Dos instancias asisten, probablemente, a la urdidumbre de la palabra poética en este libro: la ausencia como germen de lo perdido y la analogía de los nombres del mundo. Con ellas, Eduardo Hidalgo construye una escala más de un sistema poético al que le corresponde todos los nombres y ninguno, un aquí y ahora, remoto a la vez, tan vivo, como la muerte viva de todas las voces.
En este mapa polivalente de comuniones y adversidades, el asidero espacial llamado poema comulga con el habitar furtivo y fantasmal del verbo. En su cruce, la imagen dentro de la imagen de la imagen y la sonora aparición de los seres y las cosas perfilan el universo en sí de la poesía, un poeta fuerte bloomiano, cuyas otras voces predecesoras alientan un círculo de particularidades que, trascendidas, se vuelven un juego oracular, la ambugüedad de lo paralelo, el palpo de lo inasible.

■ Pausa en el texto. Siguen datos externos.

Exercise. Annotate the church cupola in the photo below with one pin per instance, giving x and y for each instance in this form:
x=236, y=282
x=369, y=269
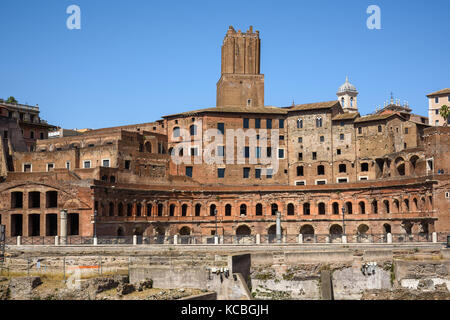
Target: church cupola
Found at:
x=347, y=95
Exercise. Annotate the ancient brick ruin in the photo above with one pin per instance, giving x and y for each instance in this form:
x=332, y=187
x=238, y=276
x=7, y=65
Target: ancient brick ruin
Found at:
x=388, y=170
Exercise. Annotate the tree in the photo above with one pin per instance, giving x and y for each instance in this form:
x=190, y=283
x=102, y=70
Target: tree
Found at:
x=445, y=113
x=11, y=100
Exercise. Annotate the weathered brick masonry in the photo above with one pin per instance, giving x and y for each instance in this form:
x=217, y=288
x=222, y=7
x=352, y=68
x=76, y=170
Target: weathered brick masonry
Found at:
x=389, y=170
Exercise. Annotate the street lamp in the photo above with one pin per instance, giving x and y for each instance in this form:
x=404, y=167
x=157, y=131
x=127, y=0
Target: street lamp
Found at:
x=95, y=224
x=215, y=218
x=343, y=219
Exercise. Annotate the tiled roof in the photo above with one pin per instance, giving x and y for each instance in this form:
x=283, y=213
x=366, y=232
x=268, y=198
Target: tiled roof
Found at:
x=265, y=110
x=313, y=106
x=346, y=116
x=443, y=91
x=376, y=117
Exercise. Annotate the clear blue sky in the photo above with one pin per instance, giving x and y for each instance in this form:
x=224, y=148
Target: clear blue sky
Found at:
x=136, y=60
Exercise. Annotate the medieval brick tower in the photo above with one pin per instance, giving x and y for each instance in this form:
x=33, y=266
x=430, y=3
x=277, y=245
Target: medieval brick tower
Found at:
x=241, y=83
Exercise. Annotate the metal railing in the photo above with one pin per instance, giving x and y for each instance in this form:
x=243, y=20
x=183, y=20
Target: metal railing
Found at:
x=266, y=239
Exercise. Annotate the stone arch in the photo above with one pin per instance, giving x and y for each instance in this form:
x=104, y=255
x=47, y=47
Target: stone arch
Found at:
x=228, y=208
x=198, y=208
x=274, y=208
x=362, y=207
x=306, y=209
x=400, y=166
x=307, y=229
x=184, y=208
x=212, y=210
x=321, y=208
x=243, y=209
x=349, y=207
x=243, y=230
x=335, y=206
x=148, y=147
x=185, y=231
x=413, y=161
x=336, y=229
x=363, y=229
x=290, y=209
x=120, y=209
x=259, y=209
x=387, y=207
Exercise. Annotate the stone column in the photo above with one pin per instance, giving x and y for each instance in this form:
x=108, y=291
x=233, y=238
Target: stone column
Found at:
x=434, y=237
x=389, y=237
x=63, y=226
x=278, y=231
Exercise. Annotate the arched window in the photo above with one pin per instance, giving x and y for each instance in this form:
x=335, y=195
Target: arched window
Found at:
x=228, y=210
x=291, y=209
x=243, y=210
x=362, y=207
x=160, y=209
x=374, y=206
x=349, y=207
x=212, y=210
x=193, y=130
x=176, y=132
x=259, y=209
x=306, y=209
x=319, y=122
x=148, y=147
x=335, y=208
x=198, y=207
x=138, y=209
x=387, y=208
x=406, y=202
x=320, y=170
x=322, y=210
x=111, y=209
x=274, y=208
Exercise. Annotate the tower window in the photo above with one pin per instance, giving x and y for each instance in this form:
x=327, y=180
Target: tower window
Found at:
x=319, y=122
x=221, y=128
x=246, y=173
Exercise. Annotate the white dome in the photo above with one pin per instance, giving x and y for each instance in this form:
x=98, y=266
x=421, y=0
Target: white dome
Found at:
x=347, y=87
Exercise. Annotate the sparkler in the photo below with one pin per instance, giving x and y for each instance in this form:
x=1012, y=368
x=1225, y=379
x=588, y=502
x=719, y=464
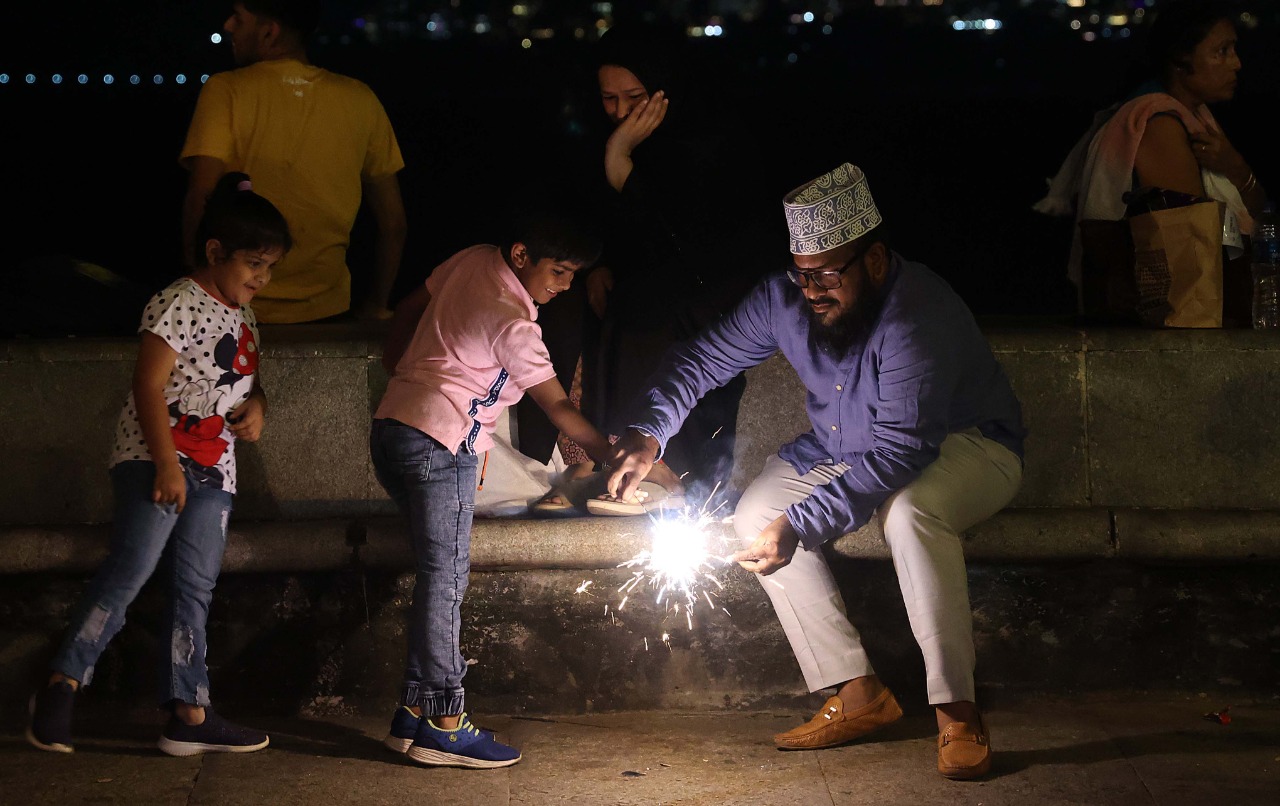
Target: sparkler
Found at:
x=680, y=566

A lo largo de este camino transita una voz poética, cuya incierta flama de la ilusión del vacío acaso anuncia la soledad que suena y sucede.
¿Cuál es la frontera de la lengua poética? ¿La bruma y la niebla en la que está construida? ¿El aliento que ya no está, pero parece flotar en su atmósfera? el preludio o el arpegio de un piano insospechado o ese gramo silábico que nos vuelve lluvia, sueño, ojos, noche, esa mínima riqueza que atesora el anima mundi de la poesía de Eduardo Hidalgo, el zigzag en que estamos sitiados como una eterna interrogante.